The crudeness points to a craft piece or penny-toy, even a home-made, and while date is hard, and subject matter (vis-a-vis actual vehicle depicted) impossible; I'm guessing it's early, pre-WWII, but not as early as WWI, the design - such as it is - is later. Anybody got an idea as to the make depicted...or maker?
It's roughly 'small scale'; big'ish for 1:72 but a bit small for 28mm role-play. Also I wonder if it might actually be French in origin. If war gaming I'd say a 2lbr, it's bigger than an MG!
That is truly ugly!
ReplyDeleteOh! You hurtful man! I love it...it's quirky!
ReplyDeleteAre there two Al's or were you anonymous the other day?
Cheers anyway! H
There is a story behind this somewhere and that's what would be interesting to me. Who were its first owners and what did they use it for.
ReplyDeleteI know there are other hobbies that are bigger than ours, but let's not speak of them. It hurts me :0)
Hi Anne, I don't know, as it came from a toy-fair, fiver, I'm the only guy I know who rates this stuff!
ReplyDeleteI've considered ash-trays, paperweights, candle-holders, ink-stands and all the other mid-century occasional table paraphernalia you'd expect Bakelite or pewter lumps of this sort to be attached to, but there's no sign of it being glued, fixed or slip-welded to anything so I guess it was a play-thing...maybe a school project piece, but you'd expect it to be better finished if a teacher was involved!

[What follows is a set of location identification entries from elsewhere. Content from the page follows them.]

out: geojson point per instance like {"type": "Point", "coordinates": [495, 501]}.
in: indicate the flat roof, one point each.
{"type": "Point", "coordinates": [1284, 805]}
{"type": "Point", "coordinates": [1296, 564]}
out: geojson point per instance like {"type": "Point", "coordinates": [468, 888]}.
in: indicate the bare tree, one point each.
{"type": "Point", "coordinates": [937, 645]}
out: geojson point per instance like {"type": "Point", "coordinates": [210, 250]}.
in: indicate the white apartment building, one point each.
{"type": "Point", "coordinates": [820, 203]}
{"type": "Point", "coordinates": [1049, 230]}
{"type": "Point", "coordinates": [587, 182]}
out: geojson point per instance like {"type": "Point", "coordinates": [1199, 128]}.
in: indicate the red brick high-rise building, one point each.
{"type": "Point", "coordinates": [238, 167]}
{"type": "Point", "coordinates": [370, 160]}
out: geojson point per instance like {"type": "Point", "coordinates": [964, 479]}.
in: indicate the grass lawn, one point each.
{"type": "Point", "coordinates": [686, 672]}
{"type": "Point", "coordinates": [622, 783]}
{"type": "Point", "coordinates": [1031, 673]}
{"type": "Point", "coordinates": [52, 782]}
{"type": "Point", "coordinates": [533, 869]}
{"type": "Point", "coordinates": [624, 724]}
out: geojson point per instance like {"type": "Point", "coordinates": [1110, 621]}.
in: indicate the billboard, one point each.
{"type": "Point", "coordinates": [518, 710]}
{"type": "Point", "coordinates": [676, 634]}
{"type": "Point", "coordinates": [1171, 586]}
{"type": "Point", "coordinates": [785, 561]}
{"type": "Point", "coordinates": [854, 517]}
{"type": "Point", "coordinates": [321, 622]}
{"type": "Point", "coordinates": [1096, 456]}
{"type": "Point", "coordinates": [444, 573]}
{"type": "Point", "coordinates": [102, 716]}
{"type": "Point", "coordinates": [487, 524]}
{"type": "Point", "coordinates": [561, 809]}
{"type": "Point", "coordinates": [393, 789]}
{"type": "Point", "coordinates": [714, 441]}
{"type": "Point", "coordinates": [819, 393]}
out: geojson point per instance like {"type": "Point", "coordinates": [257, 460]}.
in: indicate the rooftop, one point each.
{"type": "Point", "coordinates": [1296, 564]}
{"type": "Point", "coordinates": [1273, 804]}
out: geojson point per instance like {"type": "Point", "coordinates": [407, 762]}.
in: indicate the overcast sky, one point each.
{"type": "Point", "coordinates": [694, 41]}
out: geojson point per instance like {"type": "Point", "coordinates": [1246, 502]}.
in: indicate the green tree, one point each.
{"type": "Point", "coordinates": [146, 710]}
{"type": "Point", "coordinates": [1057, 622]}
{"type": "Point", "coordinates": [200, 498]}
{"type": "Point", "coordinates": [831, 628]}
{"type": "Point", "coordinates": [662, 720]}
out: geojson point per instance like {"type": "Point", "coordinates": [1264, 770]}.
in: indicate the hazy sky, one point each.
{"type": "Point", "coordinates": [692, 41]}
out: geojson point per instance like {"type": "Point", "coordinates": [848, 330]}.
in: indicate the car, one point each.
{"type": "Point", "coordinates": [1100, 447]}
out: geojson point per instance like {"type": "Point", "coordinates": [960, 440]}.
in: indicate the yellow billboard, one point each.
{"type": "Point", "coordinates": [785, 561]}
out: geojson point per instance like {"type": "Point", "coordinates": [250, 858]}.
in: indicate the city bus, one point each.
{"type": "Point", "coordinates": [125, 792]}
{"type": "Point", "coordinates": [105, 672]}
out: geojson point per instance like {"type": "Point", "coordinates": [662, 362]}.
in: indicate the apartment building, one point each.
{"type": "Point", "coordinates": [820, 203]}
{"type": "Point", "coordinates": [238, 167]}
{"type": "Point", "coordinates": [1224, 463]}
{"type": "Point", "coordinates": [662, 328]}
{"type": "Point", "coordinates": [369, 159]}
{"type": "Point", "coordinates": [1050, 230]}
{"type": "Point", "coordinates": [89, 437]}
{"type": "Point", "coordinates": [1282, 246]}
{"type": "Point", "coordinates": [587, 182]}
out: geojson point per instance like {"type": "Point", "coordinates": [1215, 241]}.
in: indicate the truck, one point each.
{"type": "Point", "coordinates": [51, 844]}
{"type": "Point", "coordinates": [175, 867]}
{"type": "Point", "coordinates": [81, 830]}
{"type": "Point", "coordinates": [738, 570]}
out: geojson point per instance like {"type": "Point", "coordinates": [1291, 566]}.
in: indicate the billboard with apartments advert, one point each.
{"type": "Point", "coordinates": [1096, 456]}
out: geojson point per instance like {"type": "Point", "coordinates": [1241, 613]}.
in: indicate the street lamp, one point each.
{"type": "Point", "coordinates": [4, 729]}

And the spray-painting points to commerce?
The hobby thing was aimed at toy soldier collectors really, your 'branch' has some quite big conventions (even if the bulk of them are Nottingham products exclusive!!) and certainly is bigger than marbles...but dolls? I'm not so sure - there are a lot of them. It's only because I'm working on a page about composition!
H
Google 'Landsversk Armoured Car' & click on images. A Swedish range, there were several models, and also supplied to several other countries between the wars. Some of them look similar to this toy.
ReplyDeleteCheers Dave
ReplyDeleteI did have a quick google (Irish and South African AC's for some reason!) but with all the books in storage it was a task too far!
H
Did this model hold cologne or some sort of distilled spirit?
ReplyDeleteNo Jan, just a pressed-clay lump, no signs of a cap or anything?